Books referred to in this talk- Joyful Militancy: Building Thriving Resistance in Toxic Times by Carla Bergman and Nick Montgomery; Us: Getting Past You and Me to Build a More Loving Relationship by Terrence Real
October, 25th 2024, Session 2: “Spiritual (Transnational) Indigenous Activism” by David Villanueva (Maya Nahuatl)
This ISRR seminar that took place on October 25th, 2024, session 2 focuses on Spiritual (Transnational) Indigenous Activism by David Villanueva (Maya Nahuatl). The talk was followed by an interactive session with graduate students from the Masters of Arts in Human Rights and Social Justice at Thompson Rivers University. The discussion foreground peace, compassion and for all humans and non-humans as a central pathway to interconnectedness and reinforcing knowledge as a responsibility.

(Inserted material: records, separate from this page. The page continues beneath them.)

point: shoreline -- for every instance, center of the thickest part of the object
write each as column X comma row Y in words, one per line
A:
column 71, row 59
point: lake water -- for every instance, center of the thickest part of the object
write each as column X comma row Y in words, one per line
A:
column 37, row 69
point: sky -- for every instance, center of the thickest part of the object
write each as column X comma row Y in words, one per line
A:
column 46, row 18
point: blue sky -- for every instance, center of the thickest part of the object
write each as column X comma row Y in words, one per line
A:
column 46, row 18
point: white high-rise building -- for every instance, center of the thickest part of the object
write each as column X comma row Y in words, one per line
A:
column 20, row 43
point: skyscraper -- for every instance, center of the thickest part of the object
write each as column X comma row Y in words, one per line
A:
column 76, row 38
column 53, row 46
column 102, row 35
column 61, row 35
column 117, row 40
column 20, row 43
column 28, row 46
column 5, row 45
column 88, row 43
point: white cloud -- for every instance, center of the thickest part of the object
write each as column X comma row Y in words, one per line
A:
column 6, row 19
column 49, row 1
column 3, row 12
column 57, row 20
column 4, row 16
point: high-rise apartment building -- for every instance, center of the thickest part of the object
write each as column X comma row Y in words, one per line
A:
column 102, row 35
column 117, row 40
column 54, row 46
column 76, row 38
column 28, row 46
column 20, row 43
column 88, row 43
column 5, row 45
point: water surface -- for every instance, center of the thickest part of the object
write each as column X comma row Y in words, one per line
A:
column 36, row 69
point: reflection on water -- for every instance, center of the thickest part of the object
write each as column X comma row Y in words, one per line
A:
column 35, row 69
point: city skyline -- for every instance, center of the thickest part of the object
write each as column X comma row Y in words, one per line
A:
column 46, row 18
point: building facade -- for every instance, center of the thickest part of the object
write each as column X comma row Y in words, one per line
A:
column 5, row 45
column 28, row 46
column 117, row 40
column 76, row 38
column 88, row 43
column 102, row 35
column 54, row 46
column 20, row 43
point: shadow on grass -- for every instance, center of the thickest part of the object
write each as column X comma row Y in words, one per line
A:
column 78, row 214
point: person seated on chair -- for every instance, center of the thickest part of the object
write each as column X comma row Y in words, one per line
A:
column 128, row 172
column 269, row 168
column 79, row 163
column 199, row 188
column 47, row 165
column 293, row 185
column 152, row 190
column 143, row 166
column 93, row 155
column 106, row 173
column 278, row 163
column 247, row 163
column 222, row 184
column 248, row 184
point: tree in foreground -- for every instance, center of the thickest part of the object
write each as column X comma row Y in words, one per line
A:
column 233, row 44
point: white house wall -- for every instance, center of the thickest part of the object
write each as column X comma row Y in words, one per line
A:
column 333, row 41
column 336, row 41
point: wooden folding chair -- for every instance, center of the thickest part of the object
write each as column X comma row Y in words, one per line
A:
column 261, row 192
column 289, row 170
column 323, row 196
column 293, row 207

Questions explored challenges an indigenous activists faces and how to respond to the challenges, ways to ally with indigenous water keepers and dealing with daily representation of colonization.
October, 25th 2024, Session 1: “Relational Thought in the Social Sciences and Radical Relationism” by Christopher Powell from Toronto Metropolitan University, Canada.
This ISRR seminar that took place on October 25th, 2024, session 1 focuses on Relational Thought in the Social Sciences and Radical Relationism by Christopher Powell from Toronto Metropolitan University, Canada. The talk was followed by an interactive session with graduate students from the Masters of Arts in Human Rights and Social Justice at Thompson Rivers University. Questions posed covered the role of radical relationalism in decolonizing universities, radical relationalism as an ally of Indigenous worldviews that focuses on relationality, diverse applications of radical relationalism as a interdisciplinary research framework, and radical relationalism as a framework that embraces humility, failure and uncertainty.